Thailand: Bamboo shoots poisoning patients are still serious

On March 23, the 17 most severe patients in the poisoning case of bamboo shoots in Nan province (Thailand) were taken to Bangkok. Currently, all patients must breathe by artificial respirators .

Picture 1 of Thailand: Bamboo shoots poisoning patients are still serious The rescue team accompanied the patient to the plane to Bangkok. (Photo: Reuters) Recently, 161 villagers in the province of Nan (northern Thailand) got sick after eating salted bamboo shoots at a festival.

Thai health workers believe that the disease in Nan province is due to poor bamboo shoots preservation, which created deadly toxin Clostridium botulium.

The toxin in Clostridium botulinum is one of the most powerful toxins and can be used as a biological weapon. This toxin is fatal because it paralyzes respiratory muscles, making it impossible to breathe. The patient must be assisted with breathing to survive until the nerves recover.

Because the main hospitals in Nan Province overloaded patients, the 17 most severe patients were taken by plane to Bangkok for treatment on March 23.

Basically, these 17 patients are still not in danger. Although blood pressure and blood vessels are normal, these patients have not recovered. Even some people can't move their bodies. Doctors determine the patient's condition depending on the amount of poison they eat.

Some patients also suffer from lung infections, one of the complications of using a breathing machine. Many people have bladder infections

Clostridium botulium is a rod-shaped bacterium, often found in long-term canned food or contaminated canned foods during processing. In addition, Clostridium botulinum bacteria are also found in uncooked foods.

Usually after eating food containing this bacterium for 2 to 48 hours, the patient has signs of nausea, vomiting, dizziness, headache, fatigue, shortness of breath and coma. If not handled promptly the mortality rate is very large.

Toxins in Clostridium botulinum are the most toxic natural substances known to humans. Very small amounts of this substance in the blood can paralyze respiratory muscles and cause death after a few minutes. (According to Science and Life).
A 14-year-old female patient, one of the three most severely ill patients treated at Ramathibodi Hospital, suffered from a coma. She could not move. To reduce complications due to prolonged use of breathing machines, doctors are considering performing a tracheostomy, using artificial trachea, placed in her neck.

Dr. Prat Boonyawongvirot, Permanent Deputy Secretary of the Thai Ministry of Public Health, said that if there were no complications, these patients would also have to recover two months.

Faced with this situation, health officials in Thailand had to seek help from international experts to treat patients. The army biological weapons experts and experts of the World Health Organization (WHO) came to Nan province to investigate the disease.

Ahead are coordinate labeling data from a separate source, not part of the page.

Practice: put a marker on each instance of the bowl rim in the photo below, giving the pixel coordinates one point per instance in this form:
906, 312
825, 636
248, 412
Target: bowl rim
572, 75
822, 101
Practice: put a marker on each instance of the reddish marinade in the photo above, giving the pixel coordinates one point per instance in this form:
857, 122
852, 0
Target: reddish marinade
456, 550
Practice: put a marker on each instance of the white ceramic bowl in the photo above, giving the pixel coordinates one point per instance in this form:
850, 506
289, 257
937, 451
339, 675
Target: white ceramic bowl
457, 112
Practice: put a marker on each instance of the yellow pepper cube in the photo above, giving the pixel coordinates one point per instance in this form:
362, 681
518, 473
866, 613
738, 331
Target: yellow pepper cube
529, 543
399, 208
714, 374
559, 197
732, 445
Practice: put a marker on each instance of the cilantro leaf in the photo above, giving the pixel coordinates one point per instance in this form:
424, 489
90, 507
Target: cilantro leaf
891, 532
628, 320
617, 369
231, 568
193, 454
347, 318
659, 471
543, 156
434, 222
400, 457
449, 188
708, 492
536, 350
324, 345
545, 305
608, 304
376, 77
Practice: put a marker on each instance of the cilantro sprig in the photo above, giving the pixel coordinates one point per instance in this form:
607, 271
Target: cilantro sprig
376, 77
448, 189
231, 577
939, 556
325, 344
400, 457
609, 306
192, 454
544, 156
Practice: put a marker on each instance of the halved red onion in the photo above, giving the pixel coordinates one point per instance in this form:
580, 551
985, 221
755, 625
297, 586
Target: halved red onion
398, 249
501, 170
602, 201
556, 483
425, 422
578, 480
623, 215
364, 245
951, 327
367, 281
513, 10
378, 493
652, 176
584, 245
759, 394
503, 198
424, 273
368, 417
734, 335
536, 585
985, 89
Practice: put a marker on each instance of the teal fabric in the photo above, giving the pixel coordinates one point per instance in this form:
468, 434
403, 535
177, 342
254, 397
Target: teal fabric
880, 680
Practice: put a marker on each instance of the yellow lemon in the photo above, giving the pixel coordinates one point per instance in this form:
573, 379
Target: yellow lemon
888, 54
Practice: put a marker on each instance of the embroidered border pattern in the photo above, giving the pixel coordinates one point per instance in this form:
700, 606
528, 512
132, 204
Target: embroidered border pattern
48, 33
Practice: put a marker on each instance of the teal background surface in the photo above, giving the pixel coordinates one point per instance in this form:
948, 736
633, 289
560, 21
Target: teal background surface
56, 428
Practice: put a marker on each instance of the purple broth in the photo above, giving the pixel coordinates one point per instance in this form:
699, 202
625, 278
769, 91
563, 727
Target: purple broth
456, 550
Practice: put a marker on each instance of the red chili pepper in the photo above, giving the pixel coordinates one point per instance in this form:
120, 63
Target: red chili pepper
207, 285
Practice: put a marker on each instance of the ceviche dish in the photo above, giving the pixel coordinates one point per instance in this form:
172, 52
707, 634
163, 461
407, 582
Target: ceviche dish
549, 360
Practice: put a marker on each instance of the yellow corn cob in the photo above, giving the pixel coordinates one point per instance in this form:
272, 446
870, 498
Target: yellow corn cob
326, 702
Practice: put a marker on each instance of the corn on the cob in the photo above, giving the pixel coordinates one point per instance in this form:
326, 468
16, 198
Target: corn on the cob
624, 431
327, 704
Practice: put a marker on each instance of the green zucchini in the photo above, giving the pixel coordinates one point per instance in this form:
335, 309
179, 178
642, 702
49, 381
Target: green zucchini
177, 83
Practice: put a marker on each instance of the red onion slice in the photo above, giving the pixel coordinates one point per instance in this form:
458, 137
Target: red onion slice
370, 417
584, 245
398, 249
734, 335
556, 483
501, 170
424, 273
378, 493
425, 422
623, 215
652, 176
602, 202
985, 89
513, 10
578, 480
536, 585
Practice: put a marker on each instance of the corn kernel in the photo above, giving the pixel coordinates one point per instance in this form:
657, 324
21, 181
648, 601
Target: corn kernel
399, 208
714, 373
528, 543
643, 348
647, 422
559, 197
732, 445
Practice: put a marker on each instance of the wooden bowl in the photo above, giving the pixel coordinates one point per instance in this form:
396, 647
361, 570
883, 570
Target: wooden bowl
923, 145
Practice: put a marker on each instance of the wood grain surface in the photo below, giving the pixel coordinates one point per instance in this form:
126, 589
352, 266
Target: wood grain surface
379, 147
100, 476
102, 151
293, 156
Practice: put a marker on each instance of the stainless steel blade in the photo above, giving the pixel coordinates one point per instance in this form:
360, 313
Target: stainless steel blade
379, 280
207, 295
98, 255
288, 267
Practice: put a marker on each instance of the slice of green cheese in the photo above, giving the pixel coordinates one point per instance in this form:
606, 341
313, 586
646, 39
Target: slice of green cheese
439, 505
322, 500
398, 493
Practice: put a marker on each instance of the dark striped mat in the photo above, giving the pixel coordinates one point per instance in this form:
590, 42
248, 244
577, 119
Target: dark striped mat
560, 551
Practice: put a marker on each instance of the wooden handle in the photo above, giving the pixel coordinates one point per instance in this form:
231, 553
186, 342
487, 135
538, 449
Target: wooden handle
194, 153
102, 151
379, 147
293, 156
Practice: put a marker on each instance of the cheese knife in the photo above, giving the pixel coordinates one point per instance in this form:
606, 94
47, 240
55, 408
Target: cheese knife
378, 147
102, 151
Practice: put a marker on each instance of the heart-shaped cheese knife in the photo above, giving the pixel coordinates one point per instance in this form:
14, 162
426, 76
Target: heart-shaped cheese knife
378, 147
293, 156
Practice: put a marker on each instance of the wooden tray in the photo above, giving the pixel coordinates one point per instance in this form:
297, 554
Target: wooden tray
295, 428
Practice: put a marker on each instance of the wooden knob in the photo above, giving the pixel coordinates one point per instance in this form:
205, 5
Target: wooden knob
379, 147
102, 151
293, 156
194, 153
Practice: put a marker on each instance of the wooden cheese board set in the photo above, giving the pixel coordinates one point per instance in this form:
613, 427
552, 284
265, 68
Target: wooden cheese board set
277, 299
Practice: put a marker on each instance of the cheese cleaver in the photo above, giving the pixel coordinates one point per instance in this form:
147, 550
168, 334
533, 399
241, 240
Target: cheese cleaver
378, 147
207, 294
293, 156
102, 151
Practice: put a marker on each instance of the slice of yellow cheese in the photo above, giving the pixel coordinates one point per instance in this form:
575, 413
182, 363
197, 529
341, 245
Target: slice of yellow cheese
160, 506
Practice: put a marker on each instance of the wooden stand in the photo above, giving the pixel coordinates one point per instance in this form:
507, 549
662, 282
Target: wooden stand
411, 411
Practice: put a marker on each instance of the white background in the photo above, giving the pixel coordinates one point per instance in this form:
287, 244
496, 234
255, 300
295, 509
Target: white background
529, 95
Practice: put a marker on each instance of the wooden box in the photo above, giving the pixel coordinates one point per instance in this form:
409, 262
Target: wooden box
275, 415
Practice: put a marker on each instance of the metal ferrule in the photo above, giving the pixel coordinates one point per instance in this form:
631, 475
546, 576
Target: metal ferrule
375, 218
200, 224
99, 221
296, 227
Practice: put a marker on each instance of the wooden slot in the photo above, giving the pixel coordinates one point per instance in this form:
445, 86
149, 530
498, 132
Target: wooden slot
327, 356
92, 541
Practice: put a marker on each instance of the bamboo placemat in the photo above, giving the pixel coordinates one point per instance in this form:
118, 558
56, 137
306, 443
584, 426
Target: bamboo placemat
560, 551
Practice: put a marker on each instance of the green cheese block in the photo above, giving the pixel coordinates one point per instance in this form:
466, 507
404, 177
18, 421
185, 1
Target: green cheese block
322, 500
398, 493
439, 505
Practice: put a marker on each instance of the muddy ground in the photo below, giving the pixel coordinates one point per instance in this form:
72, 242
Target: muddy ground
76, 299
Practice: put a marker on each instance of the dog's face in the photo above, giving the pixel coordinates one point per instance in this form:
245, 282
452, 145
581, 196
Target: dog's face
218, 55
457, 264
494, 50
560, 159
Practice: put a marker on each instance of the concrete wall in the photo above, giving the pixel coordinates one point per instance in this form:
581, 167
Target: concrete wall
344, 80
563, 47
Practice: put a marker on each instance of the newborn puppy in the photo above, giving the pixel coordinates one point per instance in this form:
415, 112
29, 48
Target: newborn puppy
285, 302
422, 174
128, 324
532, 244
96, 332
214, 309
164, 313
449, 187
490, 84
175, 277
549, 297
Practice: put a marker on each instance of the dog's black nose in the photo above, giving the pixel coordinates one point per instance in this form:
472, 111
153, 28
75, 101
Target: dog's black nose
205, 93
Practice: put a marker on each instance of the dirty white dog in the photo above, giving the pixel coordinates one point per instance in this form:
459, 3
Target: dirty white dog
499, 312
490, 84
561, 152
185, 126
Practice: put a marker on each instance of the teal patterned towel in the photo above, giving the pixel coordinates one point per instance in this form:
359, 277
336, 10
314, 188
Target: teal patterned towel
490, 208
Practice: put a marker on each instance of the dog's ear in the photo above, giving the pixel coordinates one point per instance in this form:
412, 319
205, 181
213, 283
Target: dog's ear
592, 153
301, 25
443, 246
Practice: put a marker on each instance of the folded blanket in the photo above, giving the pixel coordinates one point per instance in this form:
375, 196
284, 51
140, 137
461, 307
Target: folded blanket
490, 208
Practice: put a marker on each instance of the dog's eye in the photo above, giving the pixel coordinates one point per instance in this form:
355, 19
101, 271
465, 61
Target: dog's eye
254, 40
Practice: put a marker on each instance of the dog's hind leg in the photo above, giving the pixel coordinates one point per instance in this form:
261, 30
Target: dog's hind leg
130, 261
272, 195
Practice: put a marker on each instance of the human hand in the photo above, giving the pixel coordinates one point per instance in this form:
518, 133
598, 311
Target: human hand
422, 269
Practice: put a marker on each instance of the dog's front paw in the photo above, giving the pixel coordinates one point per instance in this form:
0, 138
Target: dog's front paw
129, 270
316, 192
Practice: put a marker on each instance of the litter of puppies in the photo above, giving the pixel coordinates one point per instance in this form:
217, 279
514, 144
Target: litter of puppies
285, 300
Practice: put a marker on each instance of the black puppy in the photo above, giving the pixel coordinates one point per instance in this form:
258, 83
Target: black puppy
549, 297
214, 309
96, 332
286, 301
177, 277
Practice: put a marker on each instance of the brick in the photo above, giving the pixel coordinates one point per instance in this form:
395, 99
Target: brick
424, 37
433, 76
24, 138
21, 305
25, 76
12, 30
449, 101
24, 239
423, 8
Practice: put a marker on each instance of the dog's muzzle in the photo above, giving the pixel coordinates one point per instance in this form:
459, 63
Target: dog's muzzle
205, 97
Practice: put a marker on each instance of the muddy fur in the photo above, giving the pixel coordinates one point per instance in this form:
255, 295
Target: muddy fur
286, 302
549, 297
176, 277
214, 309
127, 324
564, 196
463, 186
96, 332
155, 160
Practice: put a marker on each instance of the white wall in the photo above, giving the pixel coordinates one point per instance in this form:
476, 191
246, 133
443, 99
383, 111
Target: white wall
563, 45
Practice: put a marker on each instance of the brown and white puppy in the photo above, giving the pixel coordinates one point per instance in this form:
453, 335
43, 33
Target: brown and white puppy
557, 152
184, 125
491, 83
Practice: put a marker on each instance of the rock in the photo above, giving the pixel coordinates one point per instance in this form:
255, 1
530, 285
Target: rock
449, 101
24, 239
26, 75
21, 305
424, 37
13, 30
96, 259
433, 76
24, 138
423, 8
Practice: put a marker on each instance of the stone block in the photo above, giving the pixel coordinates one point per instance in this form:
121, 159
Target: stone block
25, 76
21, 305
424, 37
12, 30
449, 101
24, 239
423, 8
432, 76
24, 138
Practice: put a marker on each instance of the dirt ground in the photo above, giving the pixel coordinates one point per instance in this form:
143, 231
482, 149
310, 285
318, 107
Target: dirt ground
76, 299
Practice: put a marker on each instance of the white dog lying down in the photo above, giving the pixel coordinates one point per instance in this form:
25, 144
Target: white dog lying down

To date, Thailand's Minister of Public Health, Pinij Jarusombat, has ordered health workers in Nan and neighboring provinces to check bamboo shoots at markets to see if these products are contaminated with Clostridium botulinum. is not.

Ban Luang district (Nan province), the center of epidemics, banned the sale and transportation of canned bamboo. The Thai Ministry of Public Health advises people not to panic and to eat cooked food, to boil bamboo shoots for 30 minutes.

According to Christopher Braden, Atlanta Center expert of the US Centers for Disease Control and Prevention (CDC), this is one of the largest food poisonings in decades in the world. In the 1991 outbreak, 90 people in Egypt became ill after eating food containing Clostridium botulinum.